In this study, we present the integration of data and measurements from advanced technologies to evaluate reservoir heterogeneity of carbonate formations on multiple scales. Quantitative textural analyses based on a comprehensive suite of petrophysical logging measurements were integrated with core data and formation testing data to characterize hydrocarbon/water transition zones and formation permeability and producibility. The offshore carbonate reservoir studied is composed of limestones and dolomites. Despite the inherent chemical complexities and hidden modes of origin, dolomites often exhibit favorable reservoir quality with high porosity and permeability properties. For this reason, E&P companies continue to predict where drilling targets are most likely to encounter these sweet spots.

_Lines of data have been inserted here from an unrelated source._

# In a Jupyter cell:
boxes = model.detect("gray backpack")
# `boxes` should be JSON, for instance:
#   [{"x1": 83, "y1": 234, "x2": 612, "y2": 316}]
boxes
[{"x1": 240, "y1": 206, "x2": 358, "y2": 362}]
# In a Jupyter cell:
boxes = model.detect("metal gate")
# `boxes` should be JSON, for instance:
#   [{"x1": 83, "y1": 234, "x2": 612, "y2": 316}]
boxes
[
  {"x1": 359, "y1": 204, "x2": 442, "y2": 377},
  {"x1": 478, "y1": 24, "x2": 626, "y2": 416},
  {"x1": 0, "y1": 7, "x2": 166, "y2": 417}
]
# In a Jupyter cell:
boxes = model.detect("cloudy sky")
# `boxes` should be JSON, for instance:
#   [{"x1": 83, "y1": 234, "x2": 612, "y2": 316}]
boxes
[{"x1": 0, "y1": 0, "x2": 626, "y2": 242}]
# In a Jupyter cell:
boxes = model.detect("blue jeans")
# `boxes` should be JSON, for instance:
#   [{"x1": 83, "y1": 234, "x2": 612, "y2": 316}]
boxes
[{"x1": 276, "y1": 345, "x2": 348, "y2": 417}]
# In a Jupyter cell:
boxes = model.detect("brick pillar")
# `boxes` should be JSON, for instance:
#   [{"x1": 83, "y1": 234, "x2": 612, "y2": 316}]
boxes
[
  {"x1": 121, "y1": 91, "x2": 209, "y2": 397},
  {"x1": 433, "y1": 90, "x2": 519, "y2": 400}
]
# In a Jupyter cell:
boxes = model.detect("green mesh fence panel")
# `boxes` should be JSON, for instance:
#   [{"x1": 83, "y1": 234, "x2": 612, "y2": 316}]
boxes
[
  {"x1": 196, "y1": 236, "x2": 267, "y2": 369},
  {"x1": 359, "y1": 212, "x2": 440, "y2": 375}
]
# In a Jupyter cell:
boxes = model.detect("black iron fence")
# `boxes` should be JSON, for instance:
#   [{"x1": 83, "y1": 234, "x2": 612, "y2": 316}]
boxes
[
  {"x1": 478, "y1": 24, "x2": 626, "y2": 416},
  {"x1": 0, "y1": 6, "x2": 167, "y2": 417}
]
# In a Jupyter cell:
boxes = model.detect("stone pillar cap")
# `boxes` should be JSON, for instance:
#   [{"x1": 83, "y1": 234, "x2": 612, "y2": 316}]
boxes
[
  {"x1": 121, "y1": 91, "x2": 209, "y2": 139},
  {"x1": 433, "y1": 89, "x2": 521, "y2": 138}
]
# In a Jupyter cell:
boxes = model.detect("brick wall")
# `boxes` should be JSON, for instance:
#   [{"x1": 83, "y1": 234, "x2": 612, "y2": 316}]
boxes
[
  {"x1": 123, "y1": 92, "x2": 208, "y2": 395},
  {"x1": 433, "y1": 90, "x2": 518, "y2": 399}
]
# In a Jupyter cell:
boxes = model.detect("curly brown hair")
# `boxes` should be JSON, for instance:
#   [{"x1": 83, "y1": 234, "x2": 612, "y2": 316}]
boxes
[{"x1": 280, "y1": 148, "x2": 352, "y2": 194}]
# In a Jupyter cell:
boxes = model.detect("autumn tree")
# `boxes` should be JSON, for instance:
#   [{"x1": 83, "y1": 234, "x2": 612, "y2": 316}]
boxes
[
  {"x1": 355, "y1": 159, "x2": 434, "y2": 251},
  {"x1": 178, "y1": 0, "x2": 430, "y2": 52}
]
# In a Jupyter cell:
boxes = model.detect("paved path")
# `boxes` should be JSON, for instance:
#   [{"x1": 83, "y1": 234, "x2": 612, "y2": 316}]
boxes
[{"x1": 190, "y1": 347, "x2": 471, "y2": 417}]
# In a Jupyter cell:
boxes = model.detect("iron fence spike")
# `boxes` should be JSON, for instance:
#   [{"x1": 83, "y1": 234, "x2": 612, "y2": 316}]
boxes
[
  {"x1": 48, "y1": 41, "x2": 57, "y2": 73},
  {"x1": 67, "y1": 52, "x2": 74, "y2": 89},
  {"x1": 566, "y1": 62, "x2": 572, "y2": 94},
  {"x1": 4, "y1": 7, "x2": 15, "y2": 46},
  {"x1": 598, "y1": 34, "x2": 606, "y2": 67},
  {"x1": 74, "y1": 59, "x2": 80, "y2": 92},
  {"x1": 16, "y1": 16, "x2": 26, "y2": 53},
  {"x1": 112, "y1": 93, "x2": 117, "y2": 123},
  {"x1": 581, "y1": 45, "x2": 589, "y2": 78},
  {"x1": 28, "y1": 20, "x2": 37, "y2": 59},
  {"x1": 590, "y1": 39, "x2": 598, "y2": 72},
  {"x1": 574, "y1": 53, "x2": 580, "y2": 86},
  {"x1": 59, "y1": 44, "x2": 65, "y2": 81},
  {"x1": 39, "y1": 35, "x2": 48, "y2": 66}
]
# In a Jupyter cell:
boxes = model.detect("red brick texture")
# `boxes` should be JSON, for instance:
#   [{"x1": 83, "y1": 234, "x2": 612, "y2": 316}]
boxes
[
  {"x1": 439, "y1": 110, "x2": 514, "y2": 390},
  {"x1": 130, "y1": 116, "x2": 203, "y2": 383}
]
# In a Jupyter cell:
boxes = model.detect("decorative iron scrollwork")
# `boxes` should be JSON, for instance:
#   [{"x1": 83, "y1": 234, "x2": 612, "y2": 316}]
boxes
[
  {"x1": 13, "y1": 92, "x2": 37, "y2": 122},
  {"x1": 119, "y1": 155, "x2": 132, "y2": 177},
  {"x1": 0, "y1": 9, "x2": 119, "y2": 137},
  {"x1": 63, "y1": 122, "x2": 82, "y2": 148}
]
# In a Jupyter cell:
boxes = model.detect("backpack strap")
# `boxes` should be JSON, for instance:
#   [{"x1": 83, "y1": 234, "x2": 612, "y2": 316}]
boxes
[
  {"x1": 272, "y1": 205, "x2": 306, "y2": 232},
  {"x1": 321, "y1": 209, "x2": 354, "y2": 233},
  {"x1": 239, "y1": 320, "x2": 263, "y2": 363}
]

Traditional permeability correlations are not effective in these systems, leading to overdependence on porosity-based reservoir descriptions to predict fluid flow. Using nonparametric regression, we have established a relationship between permeability and porosity from logs that are available fieldwide. Subsequent integration of this data with interval pressure transient test data in zones selected based on the observed rock heterogeneity enables further optimization of the final permeability correlation. The descriptions of the field examples confirm the success of this integrated approach and include the planning, real-time monitoring, and final validation of permeability and anisotropy at different scale during the exploration phase of a field.
Selecting the well locations for development using the proposed approach has proved valuable for improving field development practices. The results have led to enhanced reservoir characterization based on flow (permeability) and storage-capacity analyses (porosity partitioning), and a better understanding of the reservoir heterogeneity at different scales; the results have been used to improve drillstem test designs and reservoir production strategies.